Through the Looking Glass Children's Book Reviews

Mimi

Mimi

John Newman
Fiction
For ages 9 to 12
Candlewick Press, 2011   ISBN: 978-0763654153

One hundred and forty-nine days ago Mimi’s mother died. Mimi, her father, and her older siblings, Conor and Sally, are all having a very hard time adjusting to their loss. Mimi’s dad spends his days either sleeping or lying on the sofa watching the TV. Every evening he prepares frozen pizza for his children, and every evening he manages to burn the pizza so that it is pretty much inedible. For the most part the children subsist on the sweets they get from Ms. Lemon’s shop and the cakes and other food that their relatives give them.

   The unhealthy eating habits of the children are the tip of the iceberg. Mimi and her siblings are not living what anyone would consider to be a healthy or normal life. Mimi is often late to school, and most of the time she doesn’t bother doing her homework at all. Her teacher, Ms. Addle, does not seem to mind that Mimi is always late and that she is not doing her assigned homework. Mimi coasts along coping as best she can and wishing all the time that Mammy was still there. She secretly reads Sally’s diary and knows that her sister is also struggling.

   Eventually the completely dysfunctional situation in Mimi’s family starts to unravel. It begins when Ms. Addle goes on maternity leave. Her replacement is appalled that Mimi has been allowed to get away with so much for so long. She demands that Mimi get to school on time and that she does her homework. The teacher gets together with Mimi’s dad and gives him a talking to. Then the dentist gives Dad a talking to as well because Mimi, Sally, and Conor’s teeth are in a terrible state because no one is making sure that they brush their teeth and eat healthy food. In fact Mimi’s dad gets lectured by everybody, and for the first time since his wife’s death he becomes aware of the fact that he cannot afford to indulge in his grief.
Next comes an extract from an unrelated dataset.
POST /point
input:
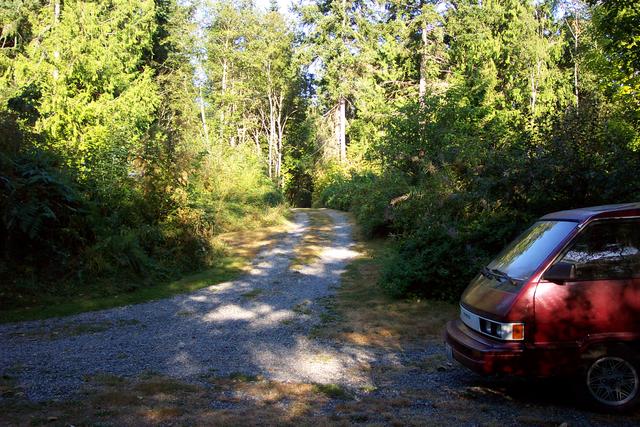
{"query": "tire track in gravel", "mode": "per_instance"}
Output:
(257, 324)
His children need him. Dad is just beginning to get things sorted out when the dark secret that Sally mentioned in her diary is brought to light and everyone is shocked by it. When Sally runs away Mimi starts to feel as if her life is never going to be normal again.
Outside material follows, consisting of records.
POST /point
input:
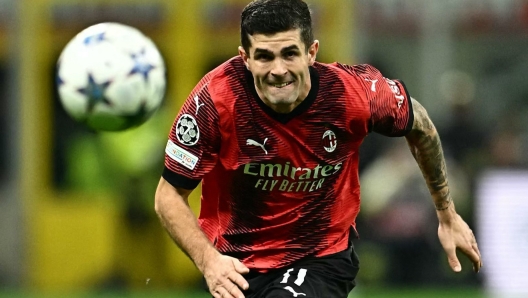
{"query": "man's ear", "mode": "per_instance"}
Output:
(244, 56)
(312, 52)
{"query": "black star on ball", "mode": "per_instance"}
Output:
(94, 39)
(141, 65)
(95, 92)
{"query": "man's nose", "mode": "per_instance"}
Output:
(279, 67)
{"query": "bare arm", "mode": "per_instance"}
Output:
(222, 273)
(453, 232)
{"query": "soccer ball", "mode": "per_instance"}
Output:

   In this sometimes funny, sometimes painful story, John Newman takes us into a family home, allowing us to see how the members of that family struggle to come to terms with a terrible loss. Grief takes many forms and it is interesting to see how Mimi, her father, and her siblings behave, each of them trying in his or her own way to get through each day. We see how Mimi’s father has to be forced out of his lethargy and how he and his children start rebuilding their lives after they hit rock bottom. The story is both powerful and uplifting, and it ends in such a way that we dare to hope that Mimi and her family will prevail after all.